Adapt for:java
The WordCount examples demonstrate how to set up a processing pipeline that can read text, tokenize the text lines into individual words, and perform a frequency count on each of those words. The Beam SDKs contain a series of these four successively more detailed WordCount examples that build on each other. The input text for all the examples is a set of Shakespeare’s texts.git
Each WordCount example introduces different concepts in the Beam programming model. Begin by understanding Minimal WordCount, the simplest of the examples. Once you feel comfortable with the basic principles in building a pipeline, continue on to learn more concepts in the other examples.github
Minimal WordCount demonstrates a simple pipeline that can read from a text file, apply transforms to tokenize and count the words, and write the data to an output text file. This example hard-codes the locations for its input and output files and doesn’t perform any error checking; it is intended to only show you the 「bare bones」 of creating a Beam pipeline. This lack of parameterization makes this particular pipeline less portable across different runners than standard Beam pipelines. In later examples, we will parameterize the pipeline’s input and output sources and show other best practices.express
To run this example, follow the instructions in the Quickstart for Java or Python. To view the full code, see MinimalWordCount.apache
Key Concepts:windows
The following sections explain these concepts in detail along with excerpts of the relevant code from the Minimal WordCount pipeline.app
The first step in creating a Beam pipeline is to create a PipelineOptions
object. This object lets us set various options for our pipeline, such as the pipeline runner that will execute our pipeline and any runner-specific configuration required by the chosen runner. In this example we set these options programmatically, but more often command-line arguments are used to set PipelineOptions
.less
You can specify a runner for executing your pipeline, such as the DataflowRunner
or SparkRunner
. If you omit specifying a runner, as in this example, your pipeline will be executed locally using the DirectRunner
. In the next sections, we will specify the pipeline’s runner.dom
PipelineOptions options = PipelineOptionsFactory.create(); // In order to run your pipeline, you need to make following runner specific changes: // // CHANGE 1/3: Select a Beam runner, such as DataflowRunner or FlinkRunner. // CHANGE 2/3: Specify runner-required options. // For DataflowRunner, set project and temp location as follows: // DataflowPipelineOptions dataflowOptions = options.as(DataflowPipelineOptions.class); // dataflowOptions.setRunner(DataflowRunner.class); // dataflowOptions.setProject("SET_YOUR_PROJECT_ID_HERE"); // dataflowOptions.setTempLocation("gs://SET_YOUR_BUCKET_NAME_HERE/AND_TEMP_DIRECTORY"); // For FlinkRunner, set the runner as follows. See {@code FlinkPipelineOptions} // for more details. // options.setRunner(FlinkRunner.class);
options = PipelineOptions() google_cloud_options = options.view_as(GoogleCloudOptions) google_cloud_options.project = 'my-project-id' google_cloud_options.job_name = 'myjob' google_cloud_options.staging_location = 'gs://your-bucket-name-here/staging' google_cloud_options.temp_location = 'gs://your-bucket-name-here/temp' options.view_as(StandardOptions).runner = 'DataflowRunner'
The next step is to create a Pipeline object with the options we’ve just constructed. The Pipeline object builds up the graph of transformations to be executed, associated with that particular pipeline.async
Pipeline p = Pipeline.create(options);
p = beam.Pipeline(options=options)
The Minimal WordCount pipeline contains several transforms to read data into the pipeline, manipulate or otherwise transform the data, and write out the results. Each transform represents an operation in the pipeline.

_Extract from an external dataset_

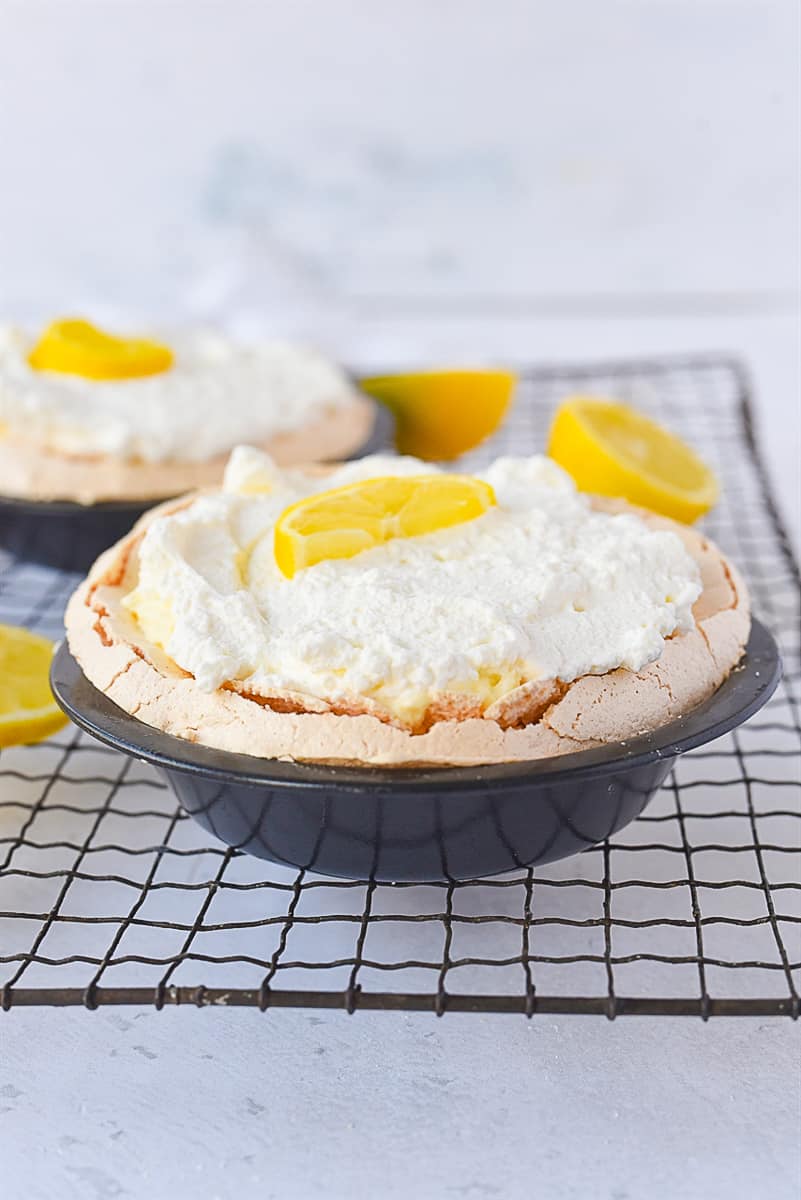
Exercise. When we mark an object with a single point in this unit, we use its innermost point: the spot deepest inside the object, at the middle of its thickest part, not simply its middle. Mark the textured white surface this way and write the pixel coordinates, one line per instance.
(409, 183)
(415, 617)
(215, 394)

Each transform takes some kind of input (data or otherwise), and produces some output data. The input and output data is represented by the SDK class PCollection
. PCollection
is a special class, provided by the Beam SDK, that you can use to represent a data set of virtually any size, including unbounded data sets.

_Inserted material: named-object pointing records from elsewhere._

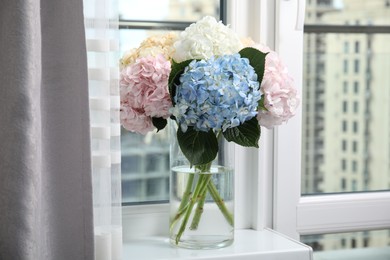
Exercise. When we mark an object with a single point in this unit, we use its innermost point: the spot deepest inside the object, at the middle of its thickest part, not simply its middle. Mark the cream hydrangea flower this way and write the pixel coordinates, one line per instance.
(204, 39)
(152, 46)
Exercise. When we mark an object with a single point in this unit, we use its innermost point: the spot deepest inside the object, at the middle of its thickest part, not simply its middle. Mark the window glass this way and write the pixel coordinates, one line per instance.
(365, 245)
(346, 90)
(145, 158)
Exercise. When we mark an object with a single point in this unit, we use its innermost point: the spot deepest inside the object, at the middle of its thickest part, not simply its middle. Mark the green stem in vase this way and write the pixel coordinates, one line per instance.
(184, 201)
(199, 186)
(205, 170)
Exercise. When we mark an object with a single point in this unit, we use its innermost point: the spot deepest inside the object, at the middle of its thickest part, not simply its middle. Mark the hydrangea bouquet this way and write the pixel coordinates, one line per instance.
(213, 87)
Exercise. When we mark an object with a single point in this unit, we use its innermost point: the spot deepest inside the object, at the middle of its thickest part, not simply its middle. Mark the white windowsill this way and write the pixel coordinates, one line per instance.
(248, 245)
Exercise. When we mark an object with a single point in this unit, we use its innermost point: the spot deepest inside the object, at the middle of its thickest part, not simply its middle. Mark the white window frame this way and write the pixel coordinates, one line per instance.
(296, 215)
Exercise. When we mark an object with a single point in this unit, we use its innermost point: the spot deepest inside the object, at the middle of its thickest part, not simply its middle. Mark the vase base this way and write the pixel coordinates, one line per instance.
(201, 242)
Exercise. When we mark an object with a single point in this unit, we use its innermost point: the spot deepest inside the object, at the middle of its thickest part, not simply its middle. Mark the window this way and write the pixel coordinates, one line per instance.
(356, 66)
(346, 47)
(345, 87)
(343, 164)
(356, 87)
(145, 159)
(345, 106)
(345, 66)
(344, 145)
(356, 107)
(355, 127)
(354, 166)
(354, 146)
(357, 45)
(344, 126)
(342, 211)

Figure 1: The pipeline data flow.
The Minimal WordCount pipeline contains five transforms:
A text file Read
transform is applied to the Pipeline object itself, and produces a PCollection
as output. Each element in the output PCollection represents one line of text from the input file. This example uses input data stored in a publicly accessible Google Cloud Storage bucket (「gs://」).
p.apply(TextIO.read().from("gs://apache-beam-samples/shakespeare/*"))

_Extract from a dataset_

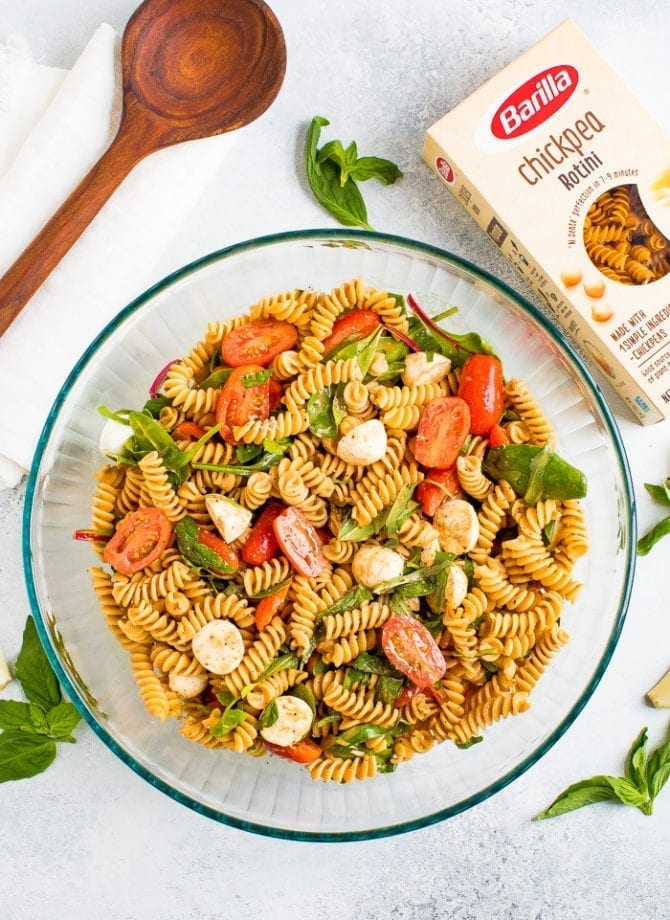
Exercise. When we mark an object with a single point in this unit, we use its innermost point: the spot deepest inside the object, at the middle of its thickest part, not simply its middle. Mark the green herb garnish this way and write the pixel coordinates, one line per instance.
(644, 778)
(332, 173)
(30, 731)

p | beam.io.ReadFromText( 'gs://dataflow-samples/shakespeare/kinglear.txt')
A ParDo transform that invokes a DoFn
(defined in-line as an anonymous class) on each element that tokenizes the text lines into individual words. The input for this transform is the PCollection
of text lines generated by the previous TextIO.Read
transform. The ParDo
transform outputs a new PCollection
, where each element represents an individual word in the text.
.apply("ExtractWords", ParDo.of(new DoFn<String, String>() { @ProcessElement public void processElement(ProcessContext c) { // \p{L} denotes the category of Unicode letters, // so this pattern will match on everything that is not a letter. for (String word : c.element().split("[^\\p{L}]+")) { if (!word.isEmpty()) { c.output(word); } } } }))
# The Flatmap transform is a simplified version of ParDo. | 'ExtractWords' >> beam.FlatMap(lambda x: re.findall(r'[A-Za-z\']+', x))
The SDK-provided Count
transform is a generic transform that takes a PCollection
of any type, and returns a PCollection
of key/value pairs. Each key represents a unique element from the input collection, and each value represents the number of times that key appeared in the input collection.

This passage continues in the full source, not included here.